NUCLEAR AGREEMENT WITH IRAN: A Positive Step for Peace
Vinod Mubayi
Haan! Talkhi-e-ayyam abhi aur badhegi
Haan! Ahl-e-sitam mashq-e-sitam karte rahenge
Manzoor ye talkhi, ye sitam hum ko gawaara
Dam hai to mudava-e-alam karte rahenge
(The poisons of the age will grow further/Tyrants will continue their tyranny/I acknowledge this poison and the tyranny/As long as I live I will try to keep on remedying them) – excerpt from Faiz Ahmad Faiz’s “Lauh-e-Qalam” (Tablet and Pen)
This verse of the progressive Urdu poet Faiz captures, perhaps, the essence of what our attitude should be towards the recently announced agreement of the P5+1 with Iran on its nuclear program. It is an agreement that deserves the wholehearted support of progressives for many reasons.
But while we welcome the interim agreement, it is also useful at the outset to recall the breathtaking duplicity and manifest unfairness underlying the whole negotiation. The only state in the Middle East that possesses hundreds of nuclear bombs is Israel. And it is Israel that day in and out keeps threatening to bomb Iran, even with nuclear bombs as some of its more flagrant ideologues like the historian Benny Morris did in a New York Times Op-Ed. But there is no negotiation being proposed by any of the P-5 on the issue of Israel’s nuclear arsenal nor is Israel under threat of any economic sanctions such as those that have impoverished Iran over the last several years. Nor is the hypocrisy of the P-5 countries, all of them armed to the teeth with thousands of nuclear weapons, ever an issue. Rather it is Iran, which, having decided to enrich uranium to manufacture fuel for power production a right it has under the non- proliferation treaty, is in the dock. But while recalling this hypocrisy and unfairness, which is the meaning we can attach to the lines “The poisons of the age will grow more/Tyrants will continue their tyranny,” we can also agree that what Iran did to accept certain curbs on enrichment and the heavy water Arak reactor is a wise and necessary step.

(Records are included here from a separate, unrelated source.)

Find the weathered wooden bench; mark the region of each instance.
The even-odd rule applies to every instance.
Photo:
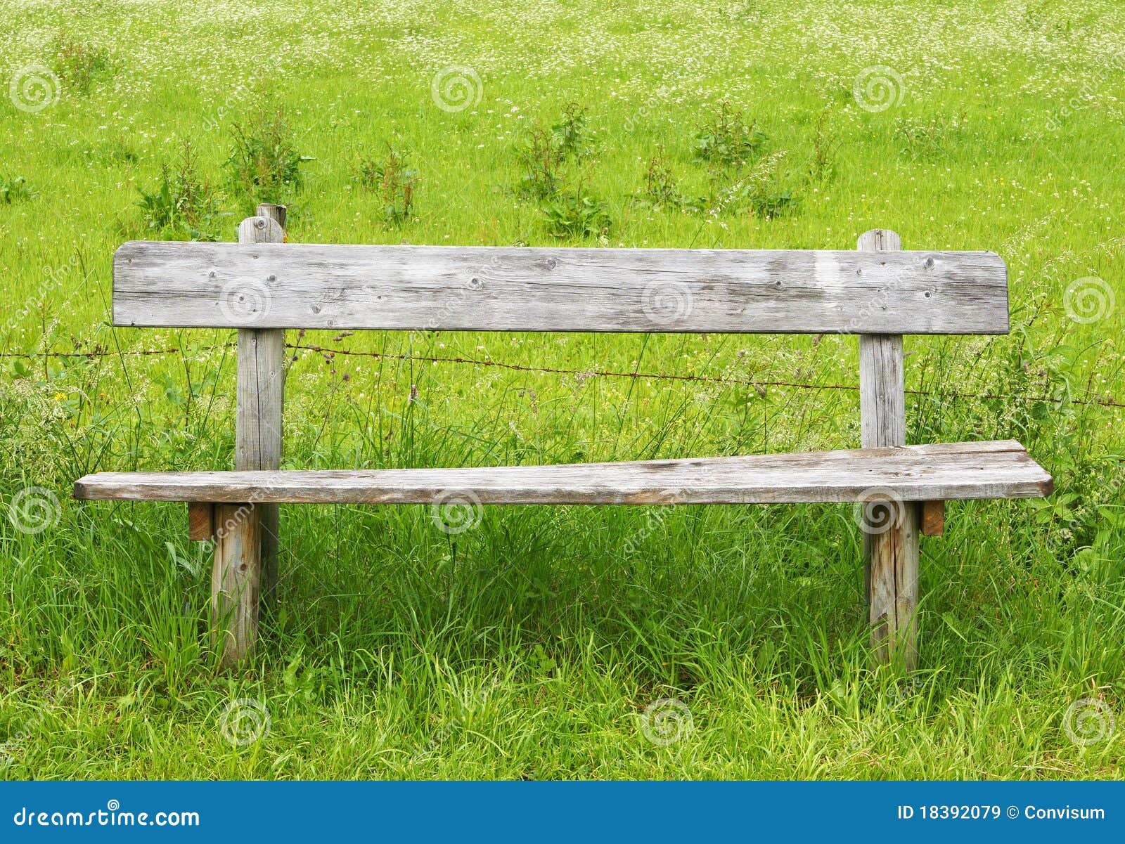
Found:
[[[186,501],[214,541],[212,617],[243,659],[277,582],[278,505],[864,502],[873,652],[916,662],[919,534],[944,502],[1051,493],[1019,443],[906,445],[903,334],[1005,334],[990,252],[609,249],[286,244],[260,206],[238,243],[126,243],[114,324],[238,329],[233,472],[100,472],[80,499]],[[860,335],[862,446],[850,451],[552,466],[279,471],[286,328]],[[880,511],[881,510],[881,511]]]

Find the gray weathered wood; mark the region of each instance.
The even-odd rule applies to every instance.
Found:
[[[857,248],[881,256],[904,254],[902,241],[889,229],[865,232]],[[906,445],[901,333],[860,336],[860,429],[865,448]],[[896,662],[908,671],[917,661],[918,515],[917,506],[896,505],[889,516],[883,511],[886,525],[864,525],[873,651],[880,662]]]
[[[262,203],[258,216],[238,226],[238,243],[280,244],[285,239],[285,206]],[[259,291],[248,289],[246,296]],[[232,305],[230,307],[236,307]],[[285,330],[238,329],[237,416],[234,468],[241,471],[278,469],[281,465],[282,412],[285,406]],[[278,581],[280,512],[274,503],[260,507],[261,595],[267,603]]]
[[[478,469],[101,472],[82,499],[295,503],[778,503],[1029,498],[1051,475],[1015,441]],[[259,505],[260,506],[260,505]]]
[[[1008,283],[991,252],[133,242],[114,257],[114,323],[1002,334]]]
[[[224,665],[244,660],[258,636],[261,525],[250,503],[215,505],[212,630]]]

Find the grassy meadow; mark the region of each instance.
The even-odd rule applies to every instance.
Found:
[[[1114,0],[0,0],[3,775],[1119,777],[1123,65]],[[282,508],[219,670],[186,508],[70,490],[233,468],[234,333],[115,328],[111,257],[259,201],[300,243],[993,249],[1011,334],[907,338],[908,442],[1019,439],[1055,494],[950,505],[910,678],[845,506]],[[855,337],[288,343],[284,468],[860,443]]]

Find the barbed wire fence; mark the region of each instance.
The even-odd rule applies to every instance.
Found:
[[[231,351],[234,350],[234,344],[213,344],[208,346],[197,346],[191,350],[195,354],[206,354],[209,352],[215,352],[218,350]],[[636,380],[655,380],[655,381],[687,381],[687,382],[699,382],[699,383],[714,383],[714,384],[727,384],[734,387],[754,387],[754,388],[767,388],[777,387],[794,390],[842,390],[842,391],[853,391],[858,392],[858,384],[838,384],[838,383],[808,383],[802,381],[786,381],[786,380],[774,380],[774,379],[741,379],[741,378],[728,378],[720,375],[699,375],[699,374],[682,374],[682,373],[667,373],[667,372],[621,372],[615,370],[574,370],[574,369],[560,369],[554,366],[529,366],[526,364],[519,363],[507,363],[504,361],[492,361],[482,360],[475,357],[443,357],[434,355],[413,355],[413,354],[398,354],[388,352],[362,352],[349,348],[338,348],[333,346],[322,346],[322,345],[302,345],[302,344],[286,344],[287,350],[291,350],[294,353],[298,352],[314,352],[322,355],[342,355],[351,357],[370,357],[374,360],[387,360],[387,361],[403,361],[403,362],[416,362],[416,363],[436,363],[436,364],[452,364],[452,365],[469,365],[469,366],[492,366],[515,372],[539,372],[544,374],[554,375],[573,375],[576,378],[621,378],[621,379],[636,379]],[[140,357],[140,356],[151,356],[151,355],[169,355],[178,354],[183,355],[184,350],[178,346],[172,346],[168,348],[146,348],[146,350],[96,350],[86,352],[0,352],[0,359],[21,359],[27,361],[35,361],[40,359],[52,359],[52,357],[76,357],[76,359],[99,359],[99,357]],[[1052,396],[1040,396],[1040,394],[1026,394],[1026,393],[981,393],[981,392],[963,392],[957,390],[911,390],[906,391],[911,396],[928,396],[940,399],[946,399],[951,401],[955,400],[1015,400],[1015,401],[1027,401],[1027,402],[1056,402],[1059,399]],[[1094,405],[1098,407],[1108,408],[1125,408],[1125,401],[1120,401],[1113,397],[1100,397],[1100,398],[1070,398],[1068,399],[1072,405]]]

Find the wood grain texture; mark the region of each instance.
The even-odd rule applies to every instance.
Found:
[[[901,254],[902,239],[890,229],[876,228],[862,234],[856,248],[878,255]],[[865,448],[906,445],[902,365],[901,333],[860,336],[860,435]],[[879,529],[865,515],[863,526],[872,650],[879,662],[894,661],[908,671],[917,657],[919,509],[896,507],[893,518]]]
[[[285,206],[263,203],[258,216],[238,226],[238,243],[281,243]],[[282,408],[285,405],[285,330],[240,328],[236,388],[234,468],[242,471],[281,465]],[[263,599],[273,596],[278,579],[280,512],[277,505],[259,508]]]
[[[1004,334],[991,252],[132,242],[114,323],[230,328]]]
[[[215,506],[207,501],[188,502],[188,541],[210,542],[215,536]]]
[[[945,501],[922,501],[921,535],[942,536],[945,533]]]
[[[1052,481],[1015,441],[478,469],[101,472],[75,498],[292,503],[800,503],[1030,498]]]
[[[261,579],[261,525],[249,503],[215,505],[212,632],[223,664],[234,665],[254,647]]]

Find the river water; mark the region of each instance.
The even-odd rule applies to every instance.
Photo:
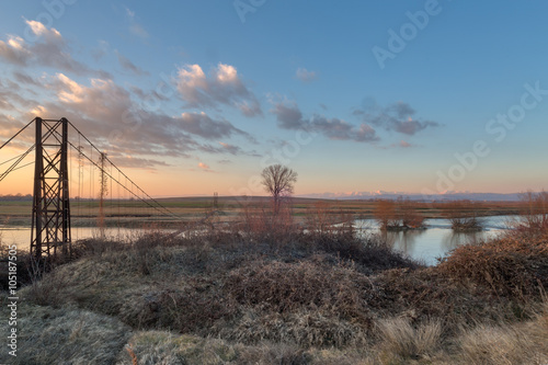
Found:
[[[450,223],[446,219],[426,219],[427,229],[386,232],[388,243],[412,259],[425,264],[436,264],[437,258],[447,254],[459,244],[478,242],[495,237],[507,229],[507,223],[513,216],[494,216],[481,218],[484,229],[479,232],[453,232]],[[355,227],[362,233],[379,232],[378,225],[373,219],[359,219]],[[31,240],[31,227],[1,226],[0,235],[3,244],[18,244],[27,250]],[[98,228],[73,227],[72,240],[99,237]],[[132,239],[144,232],[140,228],[105,228],[105,236],[116,239]]]
[[[437,258],[446,255],[449,251],[465,243],[475,243],[494,238],[509,229],[509,223],[515,216],[483,217],[482,231],[454,232],[447,219],[426,219],[427,229],[381,232],[388,243],[397,251],[403,252],[412,259],[427,265],[437,263]],[[356,227],[362,227],[363,232],[379,232],[378,225],[373,219],[356,221]]]

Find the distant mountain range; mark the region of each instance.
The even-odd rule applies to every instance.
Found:
[[[412,201],[480,201],[480,202],[516,202],[520,201],[520,193],[498,194],[498,193],[470,193],[470,192],[446,192],[444,194],[410,194],[402,192],[350,192],[350,193],[322,193],[305,194],[300,197],[327,198],[327,199],[397,199],[400,196],[409,197]]]

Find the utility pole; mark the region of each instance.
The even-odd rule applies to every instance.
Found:
[[[101,233],[101,238],[104,239],[104,228],[105,228],[105,221],[104,221],[104,197],[106,194],[109,194],[109,178],[106,176],[106,172],[104,170],[104,164],[106,161],[106,153],[101,152],[101,156],[99,158],[99,166],[101,167],[101,175],[100,175],[100,190],[99,190],[99,231]]]

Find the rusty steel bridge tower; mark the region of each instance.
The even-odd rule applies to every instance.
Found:
[[[48,259],[70,249],[70,202],[68,174],[68,124],[66,118],[36,117],[34,199],[31,254]]]

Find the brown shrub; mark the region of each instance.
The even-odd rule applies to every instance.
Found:
[[[237,321],[222,323],[224,339],[256,344],[261,342],[293,343],[301,349],[344,349],[366,343],[366,330],[322,310],[299,310],[292,313],[248,310]]]
[[[539,296],[548,287],[548,235],[509,235],[480,246],[461,246],[437,270],[495,295]]]
[[[338,317],[370,323],[370,281],[353,267],[321,263],[259,261],[230,272],[225,292],[239,304],[275,312],[323,308]]]

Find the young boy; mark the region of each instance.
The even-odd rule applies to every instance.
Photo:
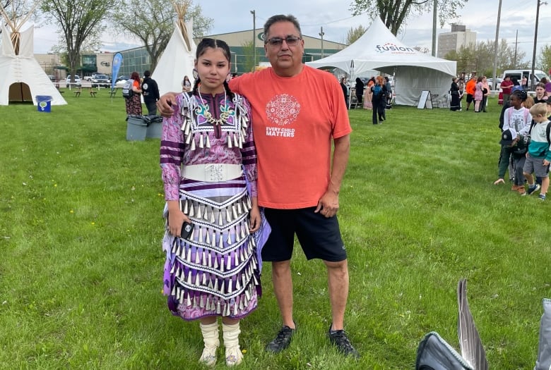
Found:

First and foremost it preserves peace by removing any pretexts for an armed attack on its nuclear facilities. Secondly, by causing a rift between the Israeli extremists (“no deal is better than a bad deal”) and the US Administration on this issue it makes it clear who the aggressive party is. Thirdly, the Iranian public deserves some relief from economic hardship. No doubt there was also revulsion within Iran against the empty bragging of Ahmedinejad, which led to the electoral victory of Rouhani, and re-opened the possibility of an agreement. While it is only an interim agreement subject to further review after six months, during which there is little doubt that the Israelis along with their enablers in the U.S. Congress and assorted neocons together with their current best friends, the Saudi Wahabis and the Gulf sheikhdoms, will do their best to torpedo the deal, it does establish a momentum that will be difficult to reverse. The French socialists, who tried, unsuccessfully as it eventually turned out, to play the spoiler just two weeks ago may try once again to scuttle the deal. Some have speculated that their motive may have been to win lucrative business from the Saudis but it is worth recalling some history that Israel first obtained its nuclear materials and knowhow from the French socialist government in the late 1950s, that
subsequently allowed it to become the only country in the Middle East to possess an arsenal of nuclear weapons.
For the time being, however, the US and Russia fended off the attempts at sabotage from all the elements opposed to any deal with Iran. As the commentator Robert Parry wrote “The Saudi-Israeli alliance, with its combination of wealth and oil on the Saudi side and propaganda and lobbying on the Israeli side, has represented a new pole testing out its combined strength against the more traditional powers of Washington and Moscow.” In standing up to the powerful Israeli lobby and, to a lesser extent, the Saudi lobby, Obama deserves praise for his insistence on a diplomatic solution.
India and China have both welcomed the interim agreement. For India, in particular, Iran has long been a reliable and steady partner on many issues, not least of which is the supply of oil and gas that India desperately needs. More importantly, the removal of flashpoints for initiating conflict in southwest Asia and longer-term peace are objectives that serve the interests of all South Asian countries.